Phase is left to the existing watch loop to update as containers transition; no new SandboxPhase variant is required. Restart-from-stopped works mid-session via the new Start verb, and at gateway boot via the existing resume_persisted_sandboxes sweep.

Testing

  • cargo test -p openshell-driver-podman -p openshell-server -p openshell-cli (all green).
  • cargo clippy --tests --no-deps clean.
  • cargo fmt --check clean.

New unit tests:

  • Podman driver: resume_sandbox not-found / already-running / stopped-starts paths.
  • Compute wrappers: stop_sandbox not-found / ok, start_sandbox not-found / unimplemented-without-hook / forwards-to-hook / backend-missing-reports-false.
  • gRPC handlers: empty-name InvalidArgument and missing-sandbox NotFound for both verbs.

The seven mock OpenShell impls in integration tests are updated to satisfy the expanded trait surface.

Checklist

  • Conventional Commits.
  • cargo fmt, cargo clippy --tests, cargo test all clean for affected crates.
  • No proto wire-format breakage: new RPCs only, no field renumbering.
  • No SPDX header changes.

The driver-layer stop_sandbox already exists for every compute backend
(podman, docker, kubernetes, vm) and the internal compute_driver.proto
exposes a StopSandbox RPC. But the gateway-facing openshell.proto only
surfaces DeleteSandbox, which destroys the workspace volume alongside
the container.

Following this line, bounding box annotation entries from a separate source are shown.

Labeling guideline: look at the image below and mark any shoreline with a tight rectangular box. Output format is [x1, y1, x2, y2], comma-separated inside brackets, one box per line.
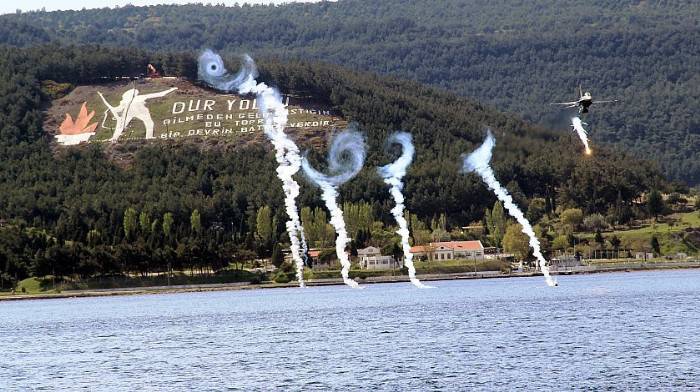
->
[0, 261, 700, 302]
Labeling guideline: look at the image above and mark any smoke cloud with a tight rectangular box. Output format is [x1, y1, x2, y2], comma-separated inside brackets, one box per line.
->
[301, 129, 366, 288]
[462, 129, 557, 286]
[198, 49, 308, 287]
[377, 132, 429, 288]
[571, 117, 593, 155]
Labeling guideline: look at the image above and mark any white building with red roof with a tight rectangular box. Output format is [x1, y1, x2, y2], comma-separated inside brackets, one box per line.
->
[411, 241, 484, 261]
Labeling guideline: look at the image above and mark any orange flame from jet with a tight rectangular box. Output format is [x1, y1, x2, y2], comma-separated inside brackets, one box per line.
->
[58, 102, 97, 135]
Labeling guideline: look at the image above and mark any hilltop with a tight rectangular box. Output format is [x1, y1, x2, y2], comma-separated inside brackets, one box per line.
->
[0, 45, 684, 290]
[0, 0, 700, 185]
[43, 77, 347, 164]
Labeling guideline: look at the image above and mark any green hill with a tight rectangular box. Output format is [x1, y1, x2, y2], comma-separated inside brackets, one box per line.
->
[0, 45, 667, 287]
[0, 0, 700, 184]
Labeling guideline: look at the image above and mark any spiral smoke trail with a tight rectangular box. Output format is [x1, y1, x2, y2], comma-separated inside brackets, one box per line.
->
[197, 49, 308, 287]
[377, 132, 430, 289]
[301, 129, 366, 288]
[462, 129, 558, 286]
[571, 117, 593, 155]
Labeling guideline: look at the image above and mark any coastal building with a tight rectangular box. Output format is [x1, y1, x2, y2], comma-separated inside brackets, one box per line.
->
[357, 246, 403, 270]
[411, 241, 484, 261]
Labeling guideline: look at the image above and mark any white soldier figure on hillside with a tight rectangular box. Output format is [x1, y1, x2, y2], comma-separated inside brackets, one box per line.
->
[97, 87, 177, 142]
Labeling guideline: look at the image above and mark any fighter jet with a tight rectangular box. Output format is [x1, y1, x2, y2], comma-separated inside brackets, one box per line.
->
[552, 86, 619, 114]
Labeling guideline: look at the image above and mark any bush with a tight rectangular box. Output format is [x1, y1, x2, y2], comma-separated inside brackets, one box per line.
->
[583, 214, 608, 232]
[272, 271, 292, 283]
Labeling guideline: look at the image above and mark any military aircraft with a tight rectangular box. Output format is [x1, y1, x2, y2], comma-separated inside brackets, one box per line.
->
[552, 86, 619, 114]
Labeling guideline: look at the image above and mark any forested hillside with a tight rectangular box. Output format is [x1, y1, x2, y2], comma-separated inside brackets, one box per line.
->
[0, 45, 667, 282]
[0, 0, 700, 184]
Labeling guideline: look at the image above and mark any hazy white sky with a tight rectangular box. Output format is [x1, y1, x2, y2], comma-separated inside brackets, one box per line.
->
[0, 0, 326, 14]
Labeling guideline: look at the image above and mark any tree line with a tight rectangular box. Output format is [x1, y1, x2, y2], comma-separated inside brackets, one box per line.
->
[0, 45, 672, 284]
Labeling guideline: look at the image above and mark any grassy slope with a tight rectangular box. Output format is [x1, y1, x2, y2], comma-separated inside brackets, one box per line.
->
[581, 211, 700, 255]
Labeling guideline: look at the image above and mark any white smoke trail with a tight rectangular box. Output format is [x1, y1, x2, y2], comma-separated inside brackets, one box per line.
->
[462, 129, 557, 286]
[571, 117, 593, 155]
[198, 49, 307, 287]
[301, 130, 366, 288]
[378, 132, 430, 288]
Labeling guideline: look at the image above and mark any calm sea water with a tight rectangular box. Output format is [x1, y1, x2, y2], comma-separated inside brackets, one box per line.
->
[0, 270, 700, 391]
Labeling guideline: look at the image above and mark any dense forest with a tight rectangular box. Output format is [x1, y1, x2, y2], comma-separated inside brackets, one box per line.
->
[0, 0, 700, 185]
[0, 45, 671, 285]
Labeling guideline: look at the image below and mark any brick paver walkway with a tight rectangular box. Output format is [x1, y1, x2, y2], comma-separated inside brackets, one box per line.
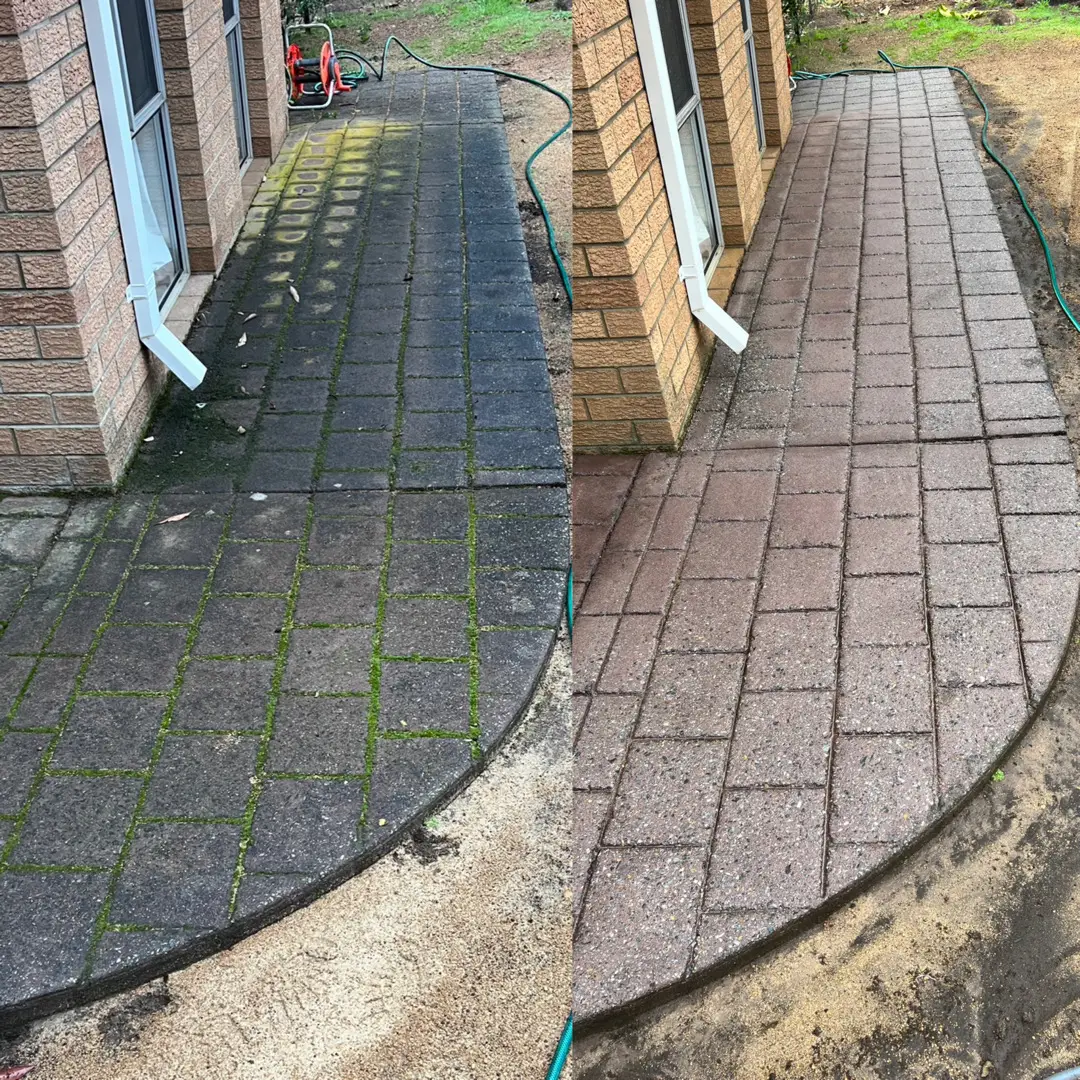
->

Operators who want to halt a sandbox for resource reasons
have to delete it and lose state.

This patch adds:

- StopSandbox and StartSandbox RPCs to proto/openshell.proto with
  matching Request/Response messages.
- Compute-runtime wrappers (stop_sandbox, start_sandbox) that look up
  the sandbox by name, forward stop to the driver, and forward start
  to the StartupResume hook so the existing Docker resume path is
  reused.
- A resume_sandbox method on PodmanComputeDriver mirroring the Docker
  implementation, plus a StartupResume impl wired in new_podman so the
  Start verb works on podman too.
- gRPC handlers (handle_stop_sandbox, handle_start_sandbox), trait
  wires, and matching authz entries (both gated on sandbox:write).
- CLI verbs: openshell sandbox stop [--all] and openshell sandbox start
  with completion for sandbox names and the same forward-cleanup
  behavior as delete.

Phase is left to the existing watch loop to update as containers
transition; no new SandboxPhase variant is required. Restart-from-
stopped works mid-session via Start and at gateway boot via the
existing resume_persisted_sandboxes sweep.

Tests:

- Podman driver: resume_sandbox returns Ok(false) when container is
  missing, is a no-op when already running, and issues POST /start
  when stopped.
- Compute wrappers: NotFound for missing sandboxes, Unimplemented when
  no StartupResume hook is configured, forwards to the hook with the
  correct id/name, surfaces the hook's Ok(false) verdict.
- gRPC handlers: empty-name InvalidArgument and missing-sandbox
  NotFound for both Stop and Start.

The seven mock OpenShell impls in integration tests are updated to
satisfy the expanded trait surface.
@vessux vessux merged commit 45f537a into main May 26, 2026
9 of 11 checks passed
@vessux vessux deleted the feat/sandbox-stop-start branch May 26, 2026 09:17
vessux added a commit to vessux/openlock that referenced this pull request May 26, 2026
Fork v0.5.0 ships the `openshell sandbox stop` / `openshell sandbox start`
verbs that this branch's new `stopSandbox`/`startSandbox` wrappers call.
Production installs need the binary tarballs that v0.5.0 publishes;
dev-mode picks up the local `openshell-fork/target/debug` checkout
regardless and ran fine without this bump.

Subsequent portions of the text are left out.